6 TROUBLESHOOTING

Put your logo here!

6 TROUBLESHOOTING

This section provides a summary of possible failures, explanation of their probable cause and procedures to recover normal operating condition.

This section will evolve in time on the base of user experience and problems reports.

6.1 Problems during installation

This section of the troubleshooting guide copes with problems which could arise during the installation procedures.

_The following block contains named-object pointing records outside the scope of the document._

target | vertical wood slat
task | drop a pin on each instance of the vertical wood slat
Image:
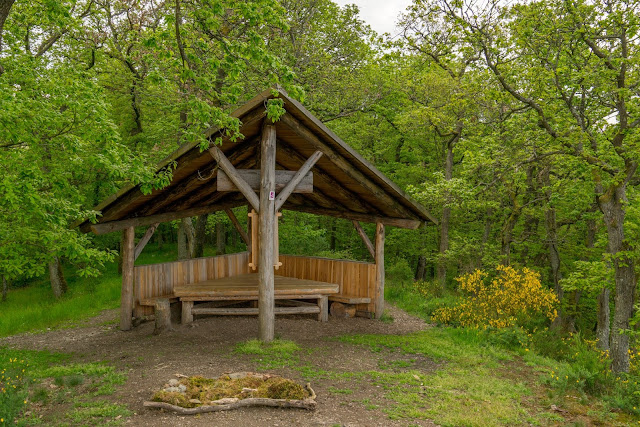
(353, 277)
(128, 278)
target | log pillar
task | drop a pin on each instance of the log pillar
(126, 296)
(266, 230)
(379, 301)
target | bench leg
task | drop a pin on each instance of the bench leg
(163, 316)
(323, 303)
(187, 316)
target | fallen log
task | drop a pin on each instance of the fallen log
(234, 403)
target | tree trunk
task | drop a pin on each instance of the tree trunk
(444, 222)
(421, 269)
(552, 247)
(603, 327)
(200, 235)
(220, 238)
(56, 276)
(5, 8)
(612, 206)
(5, 288)
(185, 239)
(603, 323)
(120, 257)
(531, 221)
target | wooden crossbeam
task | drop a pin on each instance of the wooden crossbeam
(207, 194)
(330, 182)
(236, 224)
(107, 227)
(297, 178)
(252, 177)
(346, 167)
(145, 239)
(365, 238)
(395, 222)
(379, 302)
(239, 182)
(266, 303)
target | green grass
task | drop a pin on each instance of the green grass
(276, 354)
(464, 391)
(48, 378)
(33, 308)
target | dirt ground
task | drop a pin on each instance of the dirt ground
(206, 348)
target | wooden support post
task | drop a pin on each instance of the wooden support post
(187, 315)
(238, 227)
(276, 243)
(253, 252)
(304, 169)
(266, 305)
(145, 239)
(126, 296)
(239, 182)
(365, 239)
(249, 231)
(379, 301)
(323, 304)
(162, 316)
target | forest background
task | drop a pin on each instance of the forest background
(516, 124)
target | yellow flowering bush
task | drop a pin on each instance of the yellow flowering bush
(511, 298)
(12, 392)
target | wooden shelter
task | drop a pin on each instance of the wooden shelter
(295, 164)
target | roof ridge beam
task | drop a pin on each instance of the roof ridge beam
(346, 167)
(288, 189)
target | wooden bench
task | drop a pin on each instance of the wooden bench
(162, 311)
(345, 305)
(245, 288)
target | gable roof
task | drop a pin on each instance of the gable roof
(345, 185)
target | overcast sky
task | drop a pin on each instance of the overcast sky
(382, 15)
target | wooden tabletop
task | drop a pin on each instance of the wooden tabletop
(247, 285)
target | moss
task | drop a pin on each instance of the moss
(173, 398)
(282, 388)
(207, 389)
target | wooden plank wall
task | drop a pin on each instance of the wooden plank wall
(159, 279)
(355, 278)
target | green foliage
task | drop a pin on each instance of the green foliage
(511, 298)
(276, 354)
(32, 308)
(22, 373)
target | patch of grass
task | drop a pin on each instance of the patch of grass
(407, 297)
(340, 390)
(31, 371)
(33, 308)
(395, 364)
(94, 412)
(464, 392)
(276, 354)
(386, 317)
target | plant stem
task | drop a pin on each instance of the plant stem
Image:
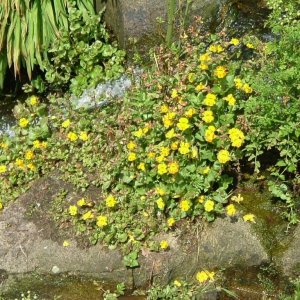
(171, 18)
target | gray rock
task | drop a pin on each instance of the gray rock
(138, 18)
(28, 244)
(33, 243)
(289, 260)
(222, 244)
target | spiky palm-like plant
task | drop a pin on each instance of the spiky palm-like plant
(27, 29)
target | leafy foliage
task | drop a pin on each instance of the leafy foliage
(273, 113)
(82, 56)
(27, 30)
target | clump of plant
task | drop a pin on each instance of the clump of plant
(28, 28)
(164, 155)
(273, 112)
(206, 284)
(83, 55)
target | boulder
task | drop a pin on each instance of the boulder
(289, 260)
(31, 241)
(138, 18)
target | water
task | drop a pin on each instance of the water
(7, 120)
(50, 287)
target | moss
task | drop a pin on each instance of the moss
(57, 287)
(270, 226)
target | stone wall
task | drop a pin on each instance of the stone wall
(138, 18)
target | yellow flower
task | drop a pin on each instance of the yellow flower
(194, 153)
(206, 170)
(138, 133)
(72, 136)
(190, 112)
(73, 210)
(249, 218)
(208, 116)
(191, 77)
(223, 156)
(160, 191)
(33, 100)
(185, 205)
(205, 275)
(20, 163)
(102, 221)
(167, 121)
(230, 99)
(151, 154)
(171, 115)
(141, 167)
(247, 89)
(131, 156)
(44, 145)
(171, 222)
(88, 215)
(238, 83)
(131, 145)
(173, 167)
(231, 210)
(184, 148)
(201, 199)
(203, 67)
(4, 145)
(164, 108)
(162, 169)
(66, 123)
(110, 201)
(66, 244)
(164, 151)
(29, 155)
(205, 57)
(174, 94)
(81, 202)
(146, 128)
(170, 134)
(83, 136)
(210, 99)
(31, 167)
(23, 122)
(160, 158)
(36, 144)
(160, 203)
(236, 136)
(237, 198)
(220, 72)
(177, 283)
(183, 124)
(200, 87)
(3, 169)
(210, 133)
(174, 146)
(216, 48)
(164, 244)
(209, 205)
(234, 41)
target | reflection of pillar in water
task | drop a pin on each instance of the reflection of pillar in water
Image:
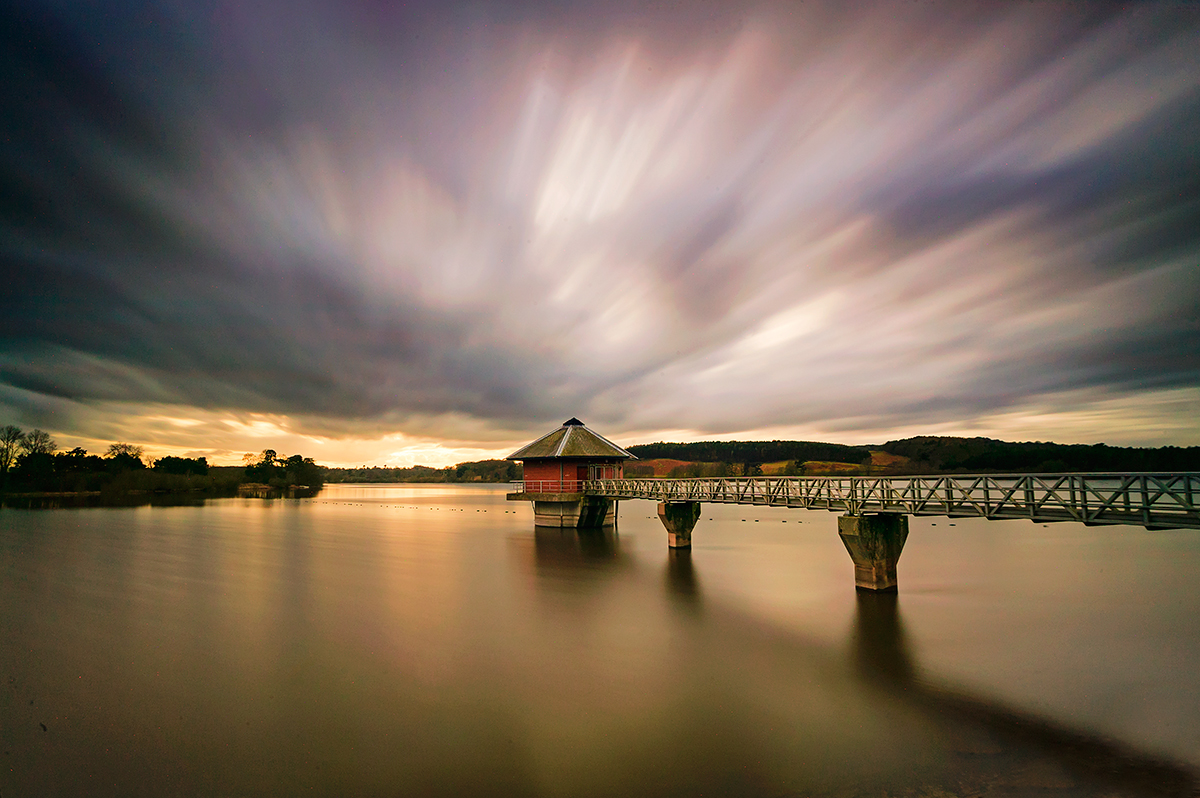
(682, 580)
(881, 649)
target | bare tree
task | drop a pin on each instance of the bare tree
(10, 442)
(126, 449)
(39, 442)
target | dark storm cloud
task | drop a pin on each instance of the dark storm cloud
(717, 220)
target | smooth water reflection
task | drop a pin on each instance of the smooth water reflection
(411, 641)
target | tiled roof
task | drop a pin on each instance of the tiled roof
(573, 439)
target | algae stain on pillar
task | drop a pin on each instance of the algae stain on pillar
(874, 543)
(679, 519)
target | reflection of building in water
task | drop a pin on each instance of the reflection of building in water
(571, 547)
(557, 465)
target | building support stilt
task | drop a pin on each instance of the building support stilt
(874, 543)
(679, 517)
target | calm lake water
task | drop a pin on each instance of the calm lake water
(409, 640)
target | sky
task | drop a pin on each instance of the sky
(397, 233)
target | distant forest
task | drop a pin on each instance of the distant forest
(484, 471)
(31, 463)
(927, 455)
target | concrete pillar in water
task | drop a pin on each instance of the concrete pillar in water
(874, 543)
(679, 517)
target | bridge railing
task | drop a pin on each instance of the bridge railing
(549, 486)
(1167, 501)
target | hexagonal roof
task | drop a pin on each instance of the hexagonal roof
(573, 439)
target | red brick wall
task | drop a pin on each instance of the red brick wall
(571, 471)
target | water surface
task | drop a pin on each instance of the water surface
(427, 640)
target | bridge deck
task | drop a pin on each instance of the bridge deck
(1152, 501)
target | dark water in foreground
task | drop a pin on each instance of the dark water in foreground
(427, 641)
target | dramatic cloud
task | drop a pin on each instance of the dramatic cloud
(390, 228)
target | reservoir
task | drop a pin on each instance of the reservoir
(425, 640)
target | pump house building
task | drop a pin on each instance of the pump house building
(556, 467)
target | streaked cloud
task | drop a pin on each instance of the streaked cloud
(378, 231)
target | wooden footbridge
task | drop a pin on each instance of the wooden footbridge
(1151, 501)
(573, 477)
(876, 509)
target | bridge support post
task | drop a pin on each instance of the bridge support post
(874, 543)
(679, 517)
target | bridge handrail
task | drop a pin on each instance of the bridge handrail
(549, 486)
(1146, 498)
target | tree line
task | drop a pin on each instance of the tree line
(933, 454)
(31, 462)
(483, 471)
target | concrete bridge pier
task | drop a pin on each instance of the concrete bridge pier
(679, 517)
(874, 543)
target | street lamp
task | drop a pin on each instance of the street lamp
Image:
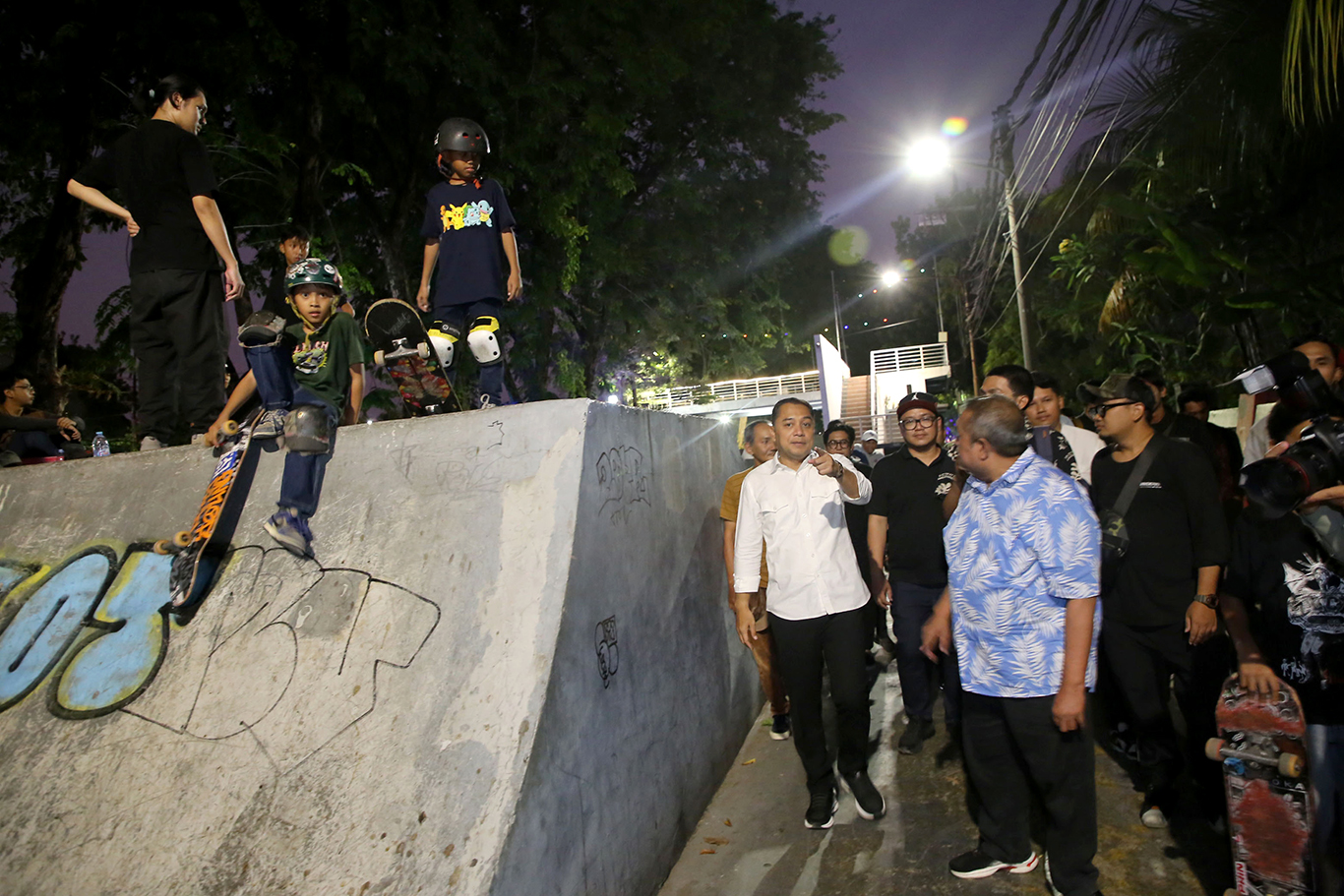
(925, 158)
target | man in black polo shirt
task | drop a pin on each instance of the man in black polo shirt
(905, 525)
(1160, 599)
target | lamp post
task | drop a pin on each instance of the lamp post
(932, 156)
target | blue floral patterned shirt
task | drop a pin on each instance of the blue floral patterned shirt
(1019, 548)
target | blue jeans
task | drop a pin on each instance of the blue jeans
(911, 605)
(459, 318)
(303, 483)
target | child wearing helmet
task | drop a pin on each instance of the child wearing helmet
(309, 375)
(469, 234)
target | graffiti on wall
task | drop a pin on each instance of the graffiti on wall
(92, 634)
(623, 481)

6.1.1 How to change a Hard Disk with SCSI-3 into SCSI-0

If a Hard Disk with SCSI id 0 is not available, it is possible to modify the SCSI id of a Hard Disk with SCSI id 3 (e.g., one of the backup Hard Disks):

1. Build the SCSI chain using the SCSI-3 disk that has to become SCSI-0 and another disk which SCSI address is set to "0". This disk is used only to force the system to build the device file, the content is not touched and therefore can be any disk.

2. Power the system and get the "ok" prompt (<stop>-<a>)

3. Boot from the disk SCSI-3 forcing the system to rebuild the device files (option "-r"):

ok> boot disk0 -r

4. When the system is up, edit the /etc/vfstab replacing address 3 with 0. The line should therefore look like:

/dev/dsk/c0t0d...

instead of

/dev/dsk/c0t3d....

5. Shutdown: su - halt

6. Switch off and remove the jumper from SCSI-3 disk to set it to SCSI-0. Remove the SCSI-0 disk used in the first part or set it to "3" by inserting the jumpers.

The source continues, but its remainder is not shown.